23.04.2018 | Von Martina Benz

„Die Uhren ticken anders“

Tanja Kanzler wechselte vor zwei Jahren aus der freien Wirtschaft zu Condrobs, einer Non-Profit-Organisation, die in den Bereichen Prävention, Jugendhilfe, Suchthilfe und Hilfe für geflüchtete Menschen tätig ist. Nun wagt sie einen Blick zurück auf diese Entscheidung.

Kanzler
Tanjs Kanzler hat vor zwei Jahren beruflich die Weichen neu gestellt und einen neuen Weg eingeschlagen: Sie arbeitet nun im sozialen Sektor. Foto: Rainer Sturm / pixelio.de

Sie kennen beide Seiten: Unterscheiden sich die Arbeitsweisen im Dritten Sektor von denen in der freien Wirtschaft?
Tanja Kanzler: Eine meiner ersten Aufgaben war es, einheitliche Stellenbeschreibungen zu entwickeln. Wir haben dafür ein ganzes Jahr gebraucht. Das hätte ich mir früher nie vorstellen können. So etwas gibt es in der freien Wirtschaft einfach nicht. Im gemeinnützigen Sektor dauert alles etwas länger. Die Uhren ticken einfach anders. Bei Condrobs werden von der Geschäftsleitung bis  zur operativen Ebene alle in so einen Prozess mit eingebunden. Das braucht Zeit. Aber es schafft auch die Grundlage für eine allgemeine Akzeptanz der Ergebnisse. Soziale Arbeit ist nachhaltig – und diese Haltung spiegelt sich auch in internen Prozessen wieder. Man macht sich viele Gedanken, es wird viel diskutiert. Darauf muss man vorbereitet sein.

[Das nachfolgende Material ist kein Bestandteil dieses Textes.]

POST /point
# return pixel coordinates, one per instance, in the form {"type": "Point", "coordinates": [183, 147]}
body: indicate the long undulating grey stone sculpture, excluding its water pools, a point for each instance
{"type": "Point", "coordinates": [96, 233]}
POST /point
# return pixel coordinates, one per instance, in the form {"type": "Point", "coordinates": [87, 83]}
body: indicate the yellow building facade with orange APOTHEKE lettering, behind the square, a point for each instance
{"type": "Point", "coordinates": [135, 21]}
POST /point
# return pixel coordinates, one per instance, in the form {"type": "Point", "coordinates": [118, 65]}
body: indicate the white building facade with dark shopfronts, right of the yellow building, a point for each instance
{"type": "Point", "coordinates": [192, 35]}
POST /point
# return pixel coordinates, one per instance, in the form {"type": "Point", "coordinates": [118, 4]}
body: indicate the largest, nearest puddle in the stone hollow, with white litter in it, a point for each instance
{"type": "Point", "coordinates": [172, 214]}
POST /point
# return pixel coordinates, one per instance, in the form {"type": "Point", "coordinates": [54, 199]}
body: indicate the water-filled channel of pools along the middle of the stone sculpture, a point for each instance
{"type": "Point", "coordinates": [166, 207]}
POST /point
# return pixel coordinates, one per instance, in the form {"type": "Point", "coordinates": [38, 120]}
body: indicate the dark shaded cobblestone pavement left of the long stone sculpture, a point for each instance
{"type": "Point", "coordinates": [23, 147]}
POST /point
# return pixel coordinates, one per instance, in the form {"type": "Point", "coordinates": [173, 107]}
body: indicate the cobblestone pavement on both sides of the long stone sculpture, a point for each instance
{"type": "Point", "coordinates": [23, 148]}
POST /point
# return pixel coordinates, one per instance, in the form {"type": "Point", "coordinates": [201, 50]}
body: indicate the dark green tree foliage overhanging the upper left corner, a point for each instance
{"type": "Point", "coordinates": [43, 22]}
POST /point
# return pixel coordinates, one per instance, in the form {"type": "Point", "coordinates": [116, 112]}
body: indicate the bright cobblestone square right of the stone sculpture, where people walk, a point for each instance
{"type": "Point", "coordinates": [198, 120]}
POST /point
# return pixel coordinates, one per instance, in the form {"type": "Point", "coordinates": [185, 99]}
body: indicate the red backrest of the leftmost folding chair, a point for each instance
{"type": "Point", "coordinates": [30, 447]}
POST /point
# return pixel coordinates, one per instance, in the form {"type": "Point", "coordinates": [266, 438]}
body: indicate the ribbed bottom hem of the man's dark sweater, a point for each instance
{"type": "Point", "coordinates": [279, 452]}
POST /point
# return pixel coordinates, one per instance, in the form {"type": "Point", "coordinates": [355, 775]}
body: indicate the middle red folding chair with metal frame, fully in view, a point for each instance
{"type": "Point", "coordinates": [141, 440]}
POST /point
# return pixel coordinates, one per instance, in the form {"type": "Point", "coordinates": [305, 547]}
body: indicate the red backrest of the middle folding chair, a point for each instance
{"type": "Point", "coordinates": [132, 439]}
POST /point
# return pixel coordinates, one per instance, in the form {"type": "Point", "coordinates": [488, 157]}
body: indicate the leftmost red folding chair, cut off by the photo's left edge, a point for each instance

Hat das bei Ihnen zu Frust geführt?
Kanzler: Im Gegenteil. In der freien Wirtschaft passiert es leicht mal, dass ein erarbeitetes Projekt einfach nur in der Schublade des Chefs landet. Hier weiß ich, dass meine Arbeit Beachtung findet.

Gibt es noch weitere Unterschiede, die Sie hervorheben würden?
Kanzler: In Wirtschaftsunternehmen sind die Korridore oft doch recht eng. Ich bin aber jemand, die gerne kreativ arbeitet, eigene Ideen umsetzt, Dinge ausprobiert und aufbaut. Hier habe ich dafür viel mehr Raum. Gleichzeitig ist mein Know-how aus früheren Jobs durchaus bereichernd, denn es gibt Prozesse aus der Wirtschaft, die auch in sozialen Organisationen sinnvoll sind – gerade in so großen wie Condrobs. Man muss sie nur anpassen.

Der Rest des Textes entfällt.